History

United Kingdom
- Name: Peter Waldo
- Namesake: Peter Waldo
- Builder: Captain Anthony Landers, Plymouth
- Launched: 1811
- Captured: 9 August 1812

General characteristics
- Tons burthen: 259 (bm)

= Peter Waldo (1811 ship) =

Peter Waldo was launched in 1811 at Plymouth. She made one voyage between Newcastle upon Tyne and North America and was captured on the outward leg of her second voyage.

On 9 August 1812 Peter Waldo was within 24 hours sail of Halifax, Nova Scotia when the American privateer Teazer captured her.

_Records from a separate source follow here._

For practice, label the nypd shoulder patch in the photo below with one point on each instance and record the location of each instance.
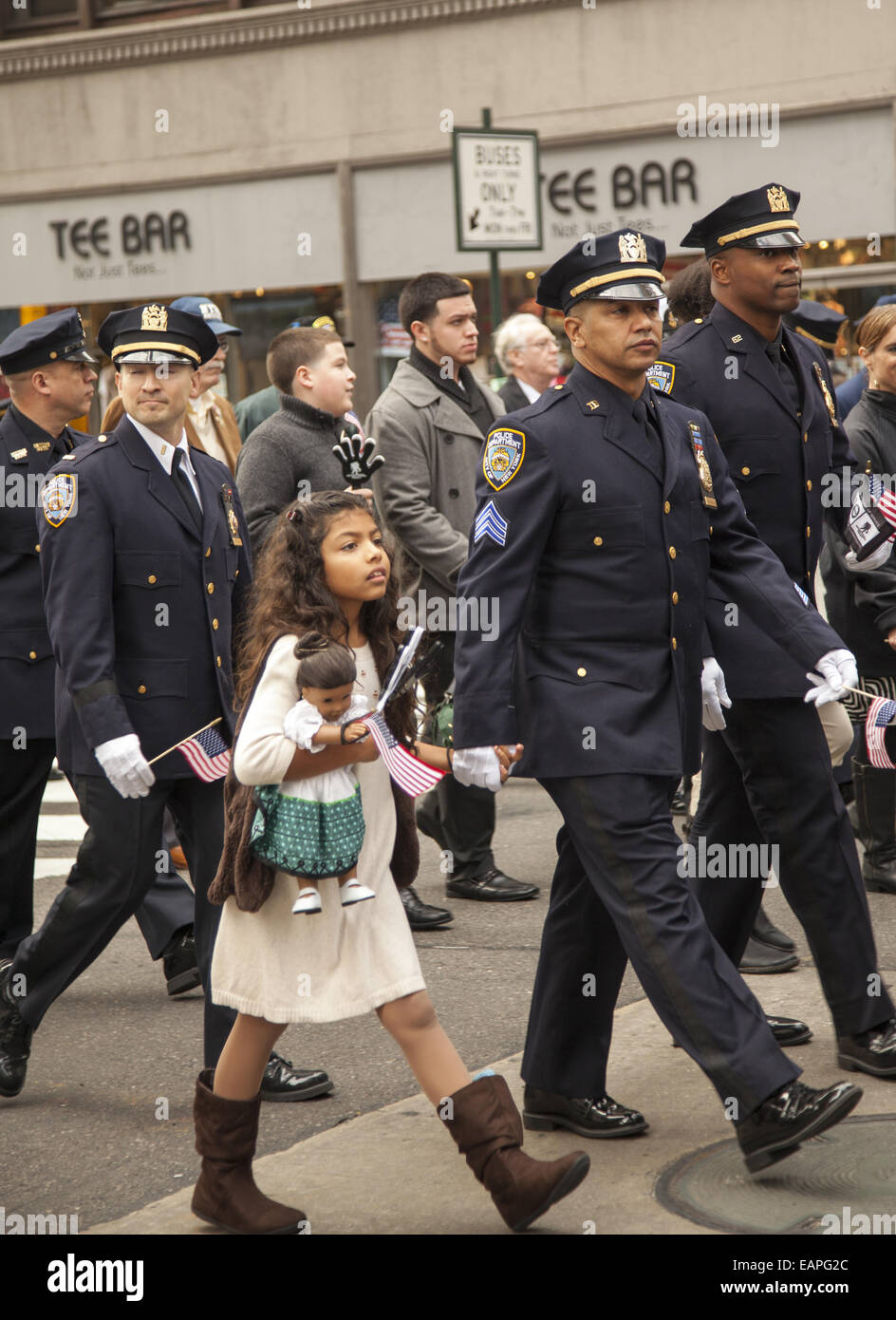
(60, 498)
(503, 456)
(490, 523)
(662, 376)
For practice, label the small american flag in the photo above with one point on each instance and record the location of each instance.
(883, 498)
(881, 713)
(408, 771)
(207, 755)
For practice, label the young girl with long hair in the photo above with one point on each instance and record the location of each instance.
(327, 568)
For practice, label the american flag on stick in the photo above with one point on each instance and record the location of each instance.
(206, 754)
(408, 771)
(881, 714)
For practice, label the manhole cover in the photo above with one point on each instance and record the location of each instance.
(846, 1174)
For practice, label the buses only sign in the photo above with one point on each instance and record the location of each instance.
(496, 197)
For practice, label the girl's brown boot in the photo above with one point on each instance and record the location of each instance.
(226, 1194)
(487, 1129)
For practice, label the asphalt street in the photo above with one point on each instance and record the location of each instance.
(115, 1055)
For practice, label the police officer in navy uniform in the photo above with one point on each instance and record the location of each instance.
(601, 510)
(767, 775)
(51, 378)
(145, 573)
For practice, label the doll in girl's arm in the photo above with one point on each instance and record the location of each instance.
(314, 828)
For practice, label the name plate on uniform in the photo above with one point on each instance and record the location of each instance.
(868, 525)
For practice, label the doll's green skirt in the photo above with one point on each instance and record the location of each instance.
(307, 839)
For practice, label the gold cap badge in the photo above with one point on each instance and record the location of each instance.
(632, 247)
(153, 317)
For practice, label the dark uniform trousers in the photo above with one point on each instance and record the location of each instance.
(618, 894)
(462, 819)
(23, 775)
(767, 778)
(114, 873)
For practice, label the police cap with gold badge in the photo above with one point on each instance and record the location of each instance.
(156, 334)
(623, 266)
(761, 218)
(60, 337)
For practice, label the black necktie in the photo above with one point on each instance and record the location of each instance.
(784, 374)
(185, 490)
(644, 417)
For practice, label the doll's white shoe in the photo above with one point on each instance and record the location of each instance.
(352, 891)
(308, 900)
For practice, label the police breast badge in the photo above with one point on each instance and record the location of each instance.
(503, 457)
(230, 514)
(822, 383)
(662, 376)
(702, 464)
(60, 498)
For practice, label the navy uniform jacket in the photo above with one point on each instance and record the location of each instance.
(778, 463)
(140, 609)
(602, 578)
(27, 669)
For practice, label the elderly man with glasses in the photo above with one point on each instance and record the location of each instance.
(528, 352)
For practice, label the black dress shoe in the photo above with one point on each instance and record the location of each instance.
(791, 1116)
(770, 933)
(590, 1117)
(766, 960)
(422, 916)
(283, 1082)
(14, 1039)
(871, 1051)
(179, 963)
(491, 887)
(787, 1031)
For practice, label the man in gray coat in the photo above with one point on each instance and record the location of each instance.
(430, 424)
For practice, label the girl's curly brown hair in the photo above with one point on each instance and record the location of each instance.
(290, 595)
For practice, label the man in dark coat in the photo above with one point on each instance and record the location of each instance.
(767, 775)
(601, 511)
(50, 378)
(145, 573)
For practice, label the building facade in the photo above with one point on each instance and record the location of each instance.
(297, 158)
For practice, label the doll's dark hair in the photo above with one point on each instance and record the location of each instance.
(290, 595)
(324, 663)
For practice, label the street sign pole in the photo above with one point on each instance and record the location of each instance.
(494, 271)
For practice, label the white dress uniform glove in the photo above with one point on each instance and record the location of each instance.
(125, 767)
(477, 767)
(875, 560)
(838, 672)
(714, 696)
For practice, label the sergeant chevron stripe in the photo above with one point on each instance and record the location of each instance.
(490, 523)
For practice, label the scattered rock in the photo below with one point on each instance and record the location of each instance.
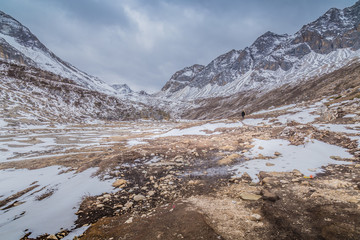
(297, 173)
(129, 220)
(139, 197)
(246, 177)
(151, 193)
(120, 183)
(267, 195)
(228, 159)
(128, 205)
(250, 196)
(268, 180)
(255, 217)
(52, 237)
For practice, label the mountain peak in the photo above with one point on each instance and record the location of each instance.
(274, 59)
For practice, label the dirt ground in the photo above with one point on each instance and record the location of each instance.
(180, 187)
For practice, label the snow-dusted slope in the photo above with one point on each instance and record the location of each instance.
(19, 45)
(325, 45)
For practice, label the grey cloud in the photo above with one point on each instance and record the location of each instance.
(142, 43)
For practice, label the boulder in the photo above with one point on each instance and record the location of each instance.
(270, 196)
(120, 183)
(249, 196)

Teazer left Portland, Maine on 3 August and nine days later encountered Peter Waldo. Teazer captured Peter Waldo, Ralph Wilkes Herbert, master, her first prize on the cruise, without firing a shot. The prize master, Charles Warren, and six men took Peter Waldo into Portland. She reportedly netted her captors more than US$100,000. Her cargo consisted of clothing and blankets for British troops in Canada, crockery, and a bull and a cow. (Note: The original source for the valuation of US$100000 came from Niles' National Register (1813: vol. 3, p. 12).) The bull and cow belonged to a Methodist minister who was bringing them with him. After the war he found them near Portland and bought them back.